Arin Trook of Aspen ID’d as skier who died in Monday avalanche near Ashcroft
Jason Auslander and David Krause
The Aspen Times
Arin Trook, who worked at the Aspen Center for Environmental Studies as its education director for more than five years, was identified Tuesday morning as the skier who died Monday in an avalanche near Ashcroft.
He was 48.
The Pitkin County Coroner’s Office said Tuesday that Trook died in the slide Monday morningwhen he was buried about a half-mile from the Markley Hut. Pitkin County Deputy Coroner Eric Hansen said Tuesday the cause is accidental and the manner is pending further autopsy results.
Trook was married and had two children.
In a statement Tuesday morning, officials at ACES said Trook dedicated his life and career to educating children and adults in the community and valley.
“Arin’s talent as an educator is unmatched — from his engaging storytelling skills and deep understanding of environmental science to his ability to address diverse audiences with his message of progressive environmental and social awareness,” Chris Lane, CEO of ACES, said in the statement.
“Arin was also a veteran outdoor educator as well as yoga instructor; there is only one Arin Trook in this world. This organization will forever be inspired by his work and his commitment to community, diversity, and family.”
Two funds have been set up to help the family, ACES announced Tuesday. A GoFundMe page has started on the website, and the Arin Trook Memorial Fund has been created through Alpine Bank. Donations can be done in person at any Alpine Bank or checks sent to the bank office in Aspen on Hopkins Avenue.
“The loss of Arin truly is one of these community ripple-effect things,” Lane said Tuesday in a phone interview. “When you have a guy who was in the yoga world, in the education world, in the ACES community, in the adventure sports community, the climbing world. When you have a guy who touches so many people, I think this is so much bigger than just an average person. This is sad for everybody, not just ACES.”

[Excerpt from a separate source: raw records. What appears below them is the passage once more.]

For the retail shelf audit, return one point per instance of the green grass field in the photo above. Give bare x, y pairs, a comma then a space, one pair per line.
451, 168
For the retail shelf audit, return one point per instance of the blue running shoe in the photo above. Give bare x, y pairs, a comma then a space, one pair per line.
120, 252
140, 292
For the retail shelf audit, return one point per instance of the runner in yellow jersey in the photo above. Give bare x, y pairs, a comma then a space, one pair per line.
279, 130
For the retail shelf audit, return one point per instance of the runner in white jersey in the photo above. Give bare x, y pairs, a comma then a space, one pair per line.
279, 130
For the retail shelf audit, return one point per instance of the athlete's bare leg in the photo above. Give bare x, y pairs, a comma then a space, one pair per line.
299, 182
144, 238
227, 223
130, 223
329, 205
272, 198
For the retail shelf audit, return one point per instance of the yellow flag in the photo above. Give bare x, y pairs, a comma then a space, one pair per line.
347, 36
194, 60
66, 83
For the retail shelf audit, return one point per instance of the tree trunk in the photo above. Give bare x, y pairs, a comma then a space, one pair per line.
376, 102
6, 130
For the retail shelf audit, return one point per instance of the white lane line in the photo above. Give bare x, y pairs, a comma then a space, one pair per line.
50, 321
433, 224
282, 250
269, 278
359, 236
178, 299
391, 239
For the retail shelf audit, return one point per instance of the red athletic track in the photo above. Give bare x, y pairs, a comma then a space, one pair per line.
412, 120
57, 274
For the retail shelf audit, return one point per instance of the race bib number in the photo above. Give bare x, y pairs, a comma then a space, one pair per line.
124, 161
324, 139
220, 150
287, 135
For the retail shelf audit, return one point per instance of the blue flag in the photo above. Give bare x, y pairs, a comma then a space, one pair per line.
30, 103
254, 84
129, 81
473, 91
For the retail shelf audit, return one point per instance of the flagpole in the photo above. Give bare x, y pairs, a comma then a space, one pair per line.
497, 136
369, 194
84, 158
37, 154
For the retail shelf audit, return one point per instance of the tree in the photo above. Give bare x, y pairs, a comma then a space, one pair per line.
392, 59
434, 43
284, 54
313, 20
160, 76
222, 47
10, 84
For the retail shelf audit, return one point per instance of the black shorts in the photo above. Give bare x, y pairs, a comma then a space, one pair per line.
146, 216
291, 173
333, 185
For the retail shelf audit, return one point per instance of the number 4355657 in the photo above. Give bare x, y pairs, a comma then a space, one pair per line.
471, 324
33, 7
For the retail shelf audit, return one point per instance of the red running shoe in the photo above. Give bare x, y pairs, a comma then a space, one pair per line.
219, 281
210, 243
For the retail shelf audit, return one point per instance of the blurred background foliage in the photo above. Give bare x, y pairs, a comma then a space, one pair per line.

According to the Pitkin County Sheriff’s Office, Trook and another skier left the hut and only Trook was buried.
The friend who went out with Trook was able to ski down to where he thought Trook disappeared, poked around in the snow and located him, Pitkin County Sheriff’s Office officials said Monday afternoon. The man uncovered Trook and performed CPR on him, but could not revive him, said Capt. Jesse Steindler, patrol supervisor for the Pitkin County Sheriff’s Office.
The man then went back up to the Markley Hut to get help and returned with others — including a Mountain Rescue Aspen volunteer who was in the backcountry with another person on a separate trip — and CPR was started again, but they could not revive Trook.
According to ACES, Trook started as education director in September 2013, but he was a naturalist and educator at the nonprofit from 1996 to 2000. Trook was a graduate of Stanford and had a masters in education from Cal-Berkeley.
During his career, Trook worked with Outward Bound, the National Park Service and at Lesley University in Massachusetts.
In his role as ACES’s education director, Trook was in charge of the organization’s environmental science education programs and worked at elementary and middle schools in the Roaring Fork Valley and out to Rifle.
In March 2014, Trook wrote on the ACES blog that “the children of the Roaring Fork Valley give me hope for the future. As a recent transplant to the Roaring Fork Valley, and as a new member of the ACES community, I want to send out my appreciation to the youth of this amazing valley.
“My previous work and wanderings have allowed my family to travel and live around the world, from the temples of south India, to homesteading in Yosemite, to teaching English in the Sahara Desert.”
Trook also was a well-respected yoga teacher who used the practice in nature. According to ACES, Trook created and taught the country’s first nature-based yoga teacher-training program. He worked at a number of environmental organizations in his career, including the Balanced Rock Foundation in Yosemite National Park.
This is a developing story that will be updated.